Sally strolled along the shopping street with her favorite, rainbow-colored bag swung over her left shoulder. Looking around the shops, she wondered if she’d gotten everything from her list. Unsure, but willing to be absolutely certain, she pulled her phone out of her shiny bag and opened her notes. There was one item left on it, unticked: short skirt, blue, summer. She held the bag open with one hand and started rummaging through it with the other. Sally had already bought a skirt, but it wasn’t blue, and it wasn’t fit for summer either. It was longer, and the colors made her think of the fall. Of dancing around in the rain, of jumping straight into a pile of leaves. Of Joey.
She took the skirt out of its protective casing and checked the price tag, which was still firmly attached to the waistband. Forty-seven dollars, it said. That was a lot of money to pay for a skirt, wasn’t it? She jerked around on the busy street in an instant, almost bumping into a stranger, while trying to locate the store where she’d gotten this stupid thing.
Ah, there it was. Without thinking much, she stuffed the skirt back into her bag and headed straight for the entrance of the small boutique.
As she started scanning the other skirts on the racks close to the entrance, she concluded that this store was clearly ill-fitting for her goal of completing the last item on her to-do list. There were no skirts in fun, summery colors. Slightly outraged, and about ready to head to the counter to return the expensive fall skirt, she noticed a familiar face in line for the register.
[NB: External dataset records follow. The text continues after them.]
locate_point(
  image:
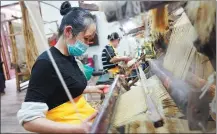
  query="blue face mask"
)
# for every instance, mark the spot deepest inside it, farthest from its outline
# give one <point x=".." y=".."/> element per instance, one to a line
<point x="77" y="49"/>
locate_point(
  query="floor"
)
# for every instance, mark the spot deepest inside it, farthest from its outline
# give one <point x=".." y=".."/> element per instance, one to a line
<point x="10" y="104"/>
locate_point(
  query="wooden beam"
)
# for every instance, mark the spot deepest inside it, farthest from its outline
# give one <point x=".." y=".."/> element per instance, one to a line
<point x="90" y="7"/>
<point x="8" y="5"/>
<point x="11" y="20"/>
<point x="14" y="54"/>
<point x="20" y="33"/>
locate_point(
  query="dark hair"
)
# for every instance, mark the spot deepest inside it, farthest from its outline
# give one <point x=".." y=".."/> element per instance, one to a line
<point x="76" y="17"/>
<point x="113" y="36"/>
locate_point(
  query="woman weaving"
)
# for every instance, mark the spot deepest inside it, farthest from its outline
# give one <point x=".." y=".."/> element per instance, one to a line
<point x="46" y="108"/>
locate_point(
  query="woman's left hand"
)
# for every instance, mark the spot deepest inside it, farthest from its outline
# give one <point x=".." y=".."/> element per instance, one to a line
<point x="99" y="88"/>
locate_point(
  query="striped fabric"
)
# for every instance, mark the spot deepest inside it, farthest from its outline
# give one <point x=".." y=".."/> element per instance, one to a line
<point x="107" y="54"/>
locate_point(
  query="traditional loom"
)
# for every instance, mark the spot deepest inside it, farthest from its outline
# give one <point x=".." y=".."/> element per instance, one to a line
<point x="178" y="103"/>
Was it really–? No, it couldn’t have been. As the long-haired guy turned around, she quickly ducked behind one of the racks as to not make it seem like she’d just been staring at him. Naturally. What could be a better way to make it seem like you’re totally minding your own business than hiding under some random clothes rack like a nine-year-old?
Oh, well. It was too late now to seem normal.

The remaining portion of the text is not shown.